Fuera de temporada, en la illa de Ons solo viven tres matrimonios. Camilo Pérez Otero, nacido allí hace 43 años, es un auténtico illán
03 abr 2012 . Actualizado a las 07:00 h.Era un viejo sueño: patear la isla de Ons lo más desierta posible. Unos trabajos de mantenimiento en Casa Acuña me permiten acoplarme a los mecánicos y ser por unas horas un Robinson en Bueu. Fuera de temporada, en Ons solo viven tres matrimonios: Rogelio y María; Cesáreo y Victoria; y Chefa y Emilio. Ellos y el personal del Parque Nacional das Illas Atlánticas, el farero y unos operarios que están instalando una antena. Nadie más. Viajamos con la naviera Nabia, cómodos, en una lancha rápida que, en veinte minutos, nos aísla del continente. Manuel Antonio me susurra al oído: «Fomos quedando sós, o mar, o barco e máis nós...».

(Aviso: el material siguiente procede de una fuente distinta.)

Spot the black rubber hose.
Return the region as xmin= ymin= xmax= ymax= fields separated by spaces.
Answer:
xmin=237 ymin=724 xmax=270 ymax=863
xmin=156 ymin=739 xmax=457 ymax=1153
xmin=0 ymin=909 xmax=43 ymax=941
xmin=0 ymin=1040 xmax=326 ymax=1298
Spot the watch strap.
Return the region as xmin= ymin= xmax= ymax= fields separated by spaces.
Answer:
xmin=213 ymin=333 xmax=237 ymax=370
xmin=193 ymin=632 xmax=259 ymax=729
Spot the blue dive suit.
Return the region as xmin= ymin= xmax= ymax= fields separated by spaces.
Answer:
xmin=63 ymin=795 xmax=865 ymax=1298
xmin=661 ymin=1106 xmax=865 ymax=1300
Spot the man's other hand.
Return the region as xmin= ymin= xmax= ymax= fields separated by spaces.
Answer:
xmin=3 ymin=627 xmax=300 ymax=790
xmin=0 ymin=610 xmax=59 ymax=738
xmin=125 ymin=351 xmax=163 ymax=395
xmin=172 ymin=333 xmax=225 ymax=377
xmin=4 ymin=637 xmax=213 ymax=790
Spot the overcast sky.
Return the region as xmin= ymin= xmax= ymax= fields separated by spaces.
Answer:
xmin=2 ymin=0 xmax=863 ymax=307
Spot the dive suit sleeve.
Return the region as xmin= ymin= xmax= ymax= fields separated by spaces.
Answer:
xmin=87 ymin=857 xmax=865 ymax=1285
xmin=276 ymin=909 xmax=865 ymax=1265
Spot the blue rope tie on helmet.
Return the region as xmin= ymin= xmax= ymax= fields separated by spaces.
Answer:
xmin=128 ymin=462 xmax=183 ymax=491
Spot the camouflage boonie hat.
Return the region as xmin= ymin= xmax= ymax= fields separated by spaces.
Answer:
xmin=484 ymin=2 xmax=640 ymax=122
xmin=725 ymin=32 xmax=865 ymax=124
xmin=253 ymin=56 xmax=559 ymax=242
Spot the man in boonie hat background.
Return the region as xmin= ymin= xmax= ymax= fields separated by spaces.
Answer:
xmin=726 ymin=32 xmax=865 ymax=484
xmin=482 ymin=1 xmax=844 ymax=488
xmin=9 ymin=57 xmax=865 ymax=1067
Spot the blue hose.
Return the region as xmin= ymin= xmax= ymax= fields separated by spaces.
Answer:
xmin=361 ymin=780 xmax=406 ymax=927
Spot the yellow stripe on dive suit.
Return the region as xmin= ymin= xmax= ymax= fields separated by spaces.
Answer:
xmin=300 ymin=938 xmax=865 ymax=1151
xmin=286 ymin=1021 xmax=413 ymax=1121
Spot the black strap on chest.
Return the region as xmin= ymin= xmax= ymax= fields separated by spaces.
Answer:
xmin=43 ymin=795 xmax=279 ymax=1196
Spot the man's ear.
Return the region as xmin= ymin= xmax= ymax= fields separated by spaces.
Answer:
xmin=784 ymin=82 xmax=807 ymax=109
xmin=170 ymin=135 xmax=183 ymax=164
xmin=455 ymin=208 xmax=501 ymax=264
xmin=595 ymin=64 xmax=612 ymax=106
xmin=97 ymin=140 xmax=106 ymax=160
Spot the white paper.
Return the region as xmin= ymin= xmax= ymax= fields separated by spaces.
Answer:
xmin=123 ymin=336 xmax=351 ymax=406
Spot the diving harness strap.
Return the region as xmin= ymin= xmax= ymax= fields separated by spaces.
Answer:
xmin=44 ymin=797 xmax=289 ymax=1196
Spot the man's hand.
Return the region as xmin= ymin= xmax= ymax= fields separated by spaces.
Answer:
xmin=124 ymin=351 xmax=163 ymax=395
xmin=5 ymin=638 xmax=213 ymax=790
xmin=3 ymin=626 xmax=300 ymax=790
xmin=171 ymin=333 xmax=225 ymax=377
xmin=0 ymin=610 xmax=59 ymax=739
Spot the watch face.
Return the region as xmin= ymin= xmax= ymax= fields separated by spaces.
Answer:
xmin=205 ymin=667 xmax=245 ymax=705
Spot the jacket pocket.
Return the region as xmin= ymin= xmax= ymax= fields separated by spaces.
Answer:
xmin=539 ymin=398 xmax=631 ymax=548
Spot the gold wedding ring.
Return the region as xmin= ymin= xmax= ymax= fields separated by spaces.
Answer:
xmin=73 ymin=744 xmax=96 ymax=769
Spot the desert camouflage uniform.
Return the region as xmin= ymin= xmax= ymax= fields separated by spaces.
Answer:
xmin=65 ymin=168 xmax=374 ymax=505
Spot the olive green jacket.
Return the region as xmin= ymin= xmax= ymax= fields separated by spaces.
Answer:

Camilo Pérez Otero, yerno de Cesáreo y de Victoria, les lleva víveres a sus suegros. Él nació en la isla hace 43 años, es un auténtico illán. «Non deixes de ir ao Burato do Inferno -me recomienda-, contan que un alumno da Armada foi escalar alí, e alí morreu. E, de praias, para min Melide é a mellor. Aquí, os ritmos son outros, e o mellor de todo no inverno e fóra de tempada é o silencio».
Desembarcamos sin novedad. Dejo atrás a la humanidad y, desde la zona de O Curro, zapatilleo con rumbo sur. Quiero llegar al Mirador de Fedorentos y al Burato do Inferno. La ruta sur tiene 6,2 kilómetros, un desnivel de 86 metros y el tiempo estimado para completarla, entre la ida y la vuelta, es de dos horas y media. Pan comido.

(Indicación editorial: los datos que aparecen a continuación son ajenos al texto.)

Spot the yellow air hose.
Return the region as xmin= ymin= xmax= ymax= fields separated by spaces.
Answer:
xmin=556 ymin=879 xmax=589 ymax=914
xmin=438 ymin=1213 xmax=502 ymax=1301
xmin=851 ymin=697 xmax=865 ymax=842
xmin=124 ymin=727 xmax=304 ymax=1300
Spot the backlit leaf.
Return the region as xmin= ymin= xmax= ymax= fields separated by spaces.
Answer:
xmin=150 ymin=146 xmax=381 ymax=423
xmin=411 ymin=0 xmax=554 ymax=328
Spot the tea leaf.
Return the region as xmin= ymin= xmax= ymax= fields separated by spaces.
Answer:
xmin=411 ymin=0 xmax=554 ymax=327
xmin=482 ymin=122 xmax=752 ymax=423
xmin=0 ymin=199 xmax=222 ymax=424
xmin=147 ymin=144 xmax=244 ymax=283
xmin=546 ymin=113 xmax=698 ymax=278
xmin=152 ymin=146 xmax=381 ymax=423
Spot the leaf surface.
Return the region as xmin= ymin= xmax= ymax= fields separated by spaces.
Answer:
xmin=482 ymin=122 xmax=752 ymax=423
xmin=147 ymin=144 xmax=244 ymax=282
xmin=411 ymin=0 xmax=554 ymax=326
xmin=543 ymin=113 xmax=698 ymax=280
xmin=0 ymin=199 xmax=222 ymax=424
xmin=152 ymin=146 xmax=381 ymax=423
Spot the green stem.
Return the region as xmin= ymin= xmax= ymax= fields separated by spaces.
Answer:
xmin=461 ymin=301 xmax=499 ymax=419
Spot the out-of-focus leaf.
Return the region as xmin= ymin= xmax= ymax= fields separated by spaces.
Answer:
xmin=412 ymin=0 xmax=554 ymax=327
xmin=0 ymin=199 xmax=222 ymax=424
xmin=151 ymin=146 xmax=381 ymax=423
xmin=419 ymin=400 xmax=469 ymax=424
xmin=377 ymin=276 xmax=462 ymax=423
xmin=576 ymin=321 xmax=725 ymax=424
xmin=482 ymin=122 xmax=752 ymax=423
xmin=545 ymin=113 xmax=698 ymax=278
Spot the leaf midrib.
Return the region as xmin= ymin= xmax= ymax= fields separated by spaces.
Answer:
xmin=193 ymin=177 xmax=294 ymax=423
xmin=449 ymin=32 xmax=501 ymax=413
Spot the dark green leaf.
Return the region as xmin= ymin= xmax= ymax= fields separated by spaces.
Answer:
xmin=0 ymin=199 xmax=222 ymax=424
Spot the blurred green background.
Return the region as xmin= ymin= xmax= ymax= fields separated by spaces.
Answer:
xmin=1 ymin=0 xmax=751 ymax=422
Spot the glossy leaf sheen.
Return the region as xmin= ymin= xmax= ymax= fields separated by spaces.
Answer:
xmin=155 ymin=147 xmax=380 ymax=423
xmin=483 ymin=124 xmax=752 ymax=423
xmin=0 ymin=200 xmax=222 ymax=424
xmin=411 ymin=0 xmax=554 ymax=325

Voy pasando por encima de las playas de Area dos Cans, Canexol, Pereiró... Dejo las últimas casas a mi espalda y, armado de mochila y mapa, me transmuto en Dora, la Exploradora: «Camino, ladera... ¡Moooonte de toxos!». No tengo un mono que me acompañe, pero, cuando estoy a punto de llegar al mirador de Fedorentos, se me acopla un conejo insensato que ni me teme ni me huye. «¡Te llamaré Jueves!», le digo. Jueves me sigue a saltitos, se deja acariciar, husmea, sube y baja hasta que, de pronto, nuestros caminos se separan y él se pierde entre la maleza.

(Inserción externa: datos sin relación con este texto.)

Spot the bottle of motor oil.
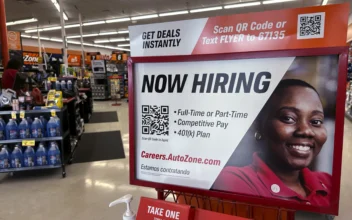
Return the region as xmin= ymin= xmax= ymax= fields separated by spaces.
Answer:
xmin=11 ymin=146 xmax=23 ymax=168
xmin=6 ymin=119 xmax=18 ymax=140
xmin=36 ymin=143 xmax=47 ymax=166
xmin=24 ymin=146 xmax=36 ymax=167
xmin=0 ymin=146 xmax=11 ymax=169
xmin=48 ymin=142 xmax=61 ymax=165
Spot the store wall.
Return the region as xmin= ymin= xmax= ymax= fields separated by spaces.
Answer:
xmin=22 ymin=38 xmax=114 ymax=55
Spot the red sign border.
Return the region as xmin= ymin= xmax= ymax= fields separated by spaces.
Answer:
xmin=128 ymin=46 xmax=348 ymax=215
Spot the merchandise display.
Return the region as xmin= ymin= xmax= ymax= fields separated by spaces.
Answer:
xmin=91 ymin=60 xmax=110 ymax=100
xmin=0 ymin=108 xmax=69 ymax=177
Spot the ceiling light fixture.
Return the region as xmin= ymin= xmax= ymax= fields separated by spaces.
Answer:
xmin=116 ymin=47 xmax=130 ymax=52
xmin=50 ymin=38 xmax=63 ymax=42
xmin=67 ymin=35 xmax=81 ymax=39
xmin=67 ymin=40 xmax=81 ymax=45
xmin=31 ymin=36 xmax=38 ymax=39
xmin=6 ymin=18 xmax=38 ymax=26
xmin=190 ymin=6 xmax=223 ymax=13
xmin=42 ymin=26 xmax=61 ymax=31
xmin=94 ymin=39 xmax=110 ymax=43
xmin=322 ymin=0 xmax=328 ymax=5
xmin=99 ymin=31 xmax=118 ymax=36
xmin=65 ymin=24 xmax=80 ymax=28
xmin=105 ymin=17 xmax=131 ymax=23
xmin=51 ymin=0 xmax=68 ymax=20
xmin=25 ymin=29 xmax=42 ymax=33
xmin=117 ymin=44 xmax=130 ymax=47
xmin=117 ymin=30 xmax=129 ymax=34
xmin=159 ymin=10 xmax=189 ymax=17
xmin=21 ymin=34 xmax=32 ymax=38
xmin=40 ymin=37 xmax=51 ymax=40
xmin=83 ymin=43 xmax=95 ymax=46
xmin=82 ymin=33 xmax=99 ymax=37
xmin=83 ymin=21 xmax=106 ymax=26
xmin=131 ymin=14 xmax=158 ymax=20
xmin=224 ymin=1 xmax=261 ymax=9
xmin=262 ymin=0 xmax=296 ymax=4
xmin=109 ymin=38 xmax=127 ymax=42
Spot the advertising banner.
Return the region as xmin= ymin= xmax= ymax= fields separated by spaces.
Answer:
xmin=7 ymin=31 xmax=22 ymax=51
xmin=129 ymin=3 xmax=348 ymax=215
xmin=133 ymin=54 xmax=340 ymax=212
xmin=129 ymin=3 xmax=349 ymax=56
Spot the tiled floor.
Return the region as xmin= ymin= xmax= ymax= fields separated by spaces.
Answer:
xmin=0 ymin=100 xmax=351 ymax=219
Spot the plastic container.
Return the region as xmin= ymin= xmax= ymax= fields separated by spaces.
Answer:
xmin=36 ymin=143 xmax=48 ymax=166
xmin=0 ymin=146 xmax=11 ymax=169
xmin=18 ymin=118 xmax=30 ymax=139
xmin=67 ymin=80 xmax=73 ymax=90
xmin=24 ymin=146 xmax=36 ymax=167
xmin=6 ymin=119 xmax=18 ymax=140
xmin=61 ymin=80 xmax=67 ymax=90
xmin=48 ymin=142 xmax=61 ymax=166
xmin=31 ymin=117 xmax=44 ymax=138
xmin=55 ymin=81 xmax=61 ymax=91
xmin=0 ymin=118 xmax=5 ymax=140
xmin=47 ymin=117 xmax=58 ymax=137
xmin=11 ymin=146 xmax=23 ymax=168
xmin=54 ymin=116 xmax=61 ymax=135
xmin=40 ymin=116 xmax=48 ymax=137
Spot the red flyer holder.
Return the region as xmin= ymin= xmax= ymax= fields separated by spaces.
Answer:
xmin=136 ymin=197 xmax=194 ymax=220
xmin=194 ymin=209 xmax=251 ymax=220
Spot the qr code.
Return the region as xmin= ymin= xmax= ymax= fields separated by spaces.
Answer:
xmin=297 ymin=12 xmax=325 ymax=40
xmin=142 ymin=105 xmax=169 ymax=135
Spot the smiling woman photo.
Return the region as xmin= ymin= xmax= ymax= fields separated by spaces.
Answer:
xmin=212 ymin=79 xmax=332 ymax=206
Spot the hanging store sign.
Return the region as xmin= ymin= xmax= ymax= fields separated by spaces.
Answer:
xmin=129 ymin=3 xmax=349 ymax=216
xmin=68 ymin=54 xmax=81 ymax=66
xmin=129 ymin=4 xmax=349 ymax=56
xmin=7 ymin=31 xmax=22 ymax=51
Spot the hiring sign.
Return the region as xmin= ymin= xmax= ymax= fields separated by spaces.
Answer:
xmin=129 ymin=3 xmax=349 ymax=216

En el mirador, una gaviota de la Luftwaffe me caga en la gorra. Ahora, el fedorento soy yo. Al norte tengo A Lanzada y la península de O Grove; de frente, la vista abarca desde Marín a cabo Silleiro. América no se ve al oeste, pero está. Caminando hacia el Burato do Inferno, los tojos me rascan las pantorrillas. Las aves marinas lloran sobre el agujero en el que, según Camilo, se despeñó un militar. Me asomo lo justo, por si se me cae el alma. Completo el itinerario circular y el paisaje cambia, del acantilado agreste a la leira; es como recorrer una maqueta de Galicia entera, de Ribadeo a Tui. Me zampo dos manzanas mientras emprendo la ascensión al faro (hora y media la ruta completa) para regresar por la ensenada de Caniveliñas. Descubro un microhábitat acotado para insectos xilófagos; un sanatorio de termitas. Almuerzo en la zona de acampada. El viento me come la oreja y me despeina las servilletas. Siento tentaciones de perder el barco de vuelta y quedarme a fundar. Quizás en otra vida. Regreso crecido. Cinco horas en el paraíso.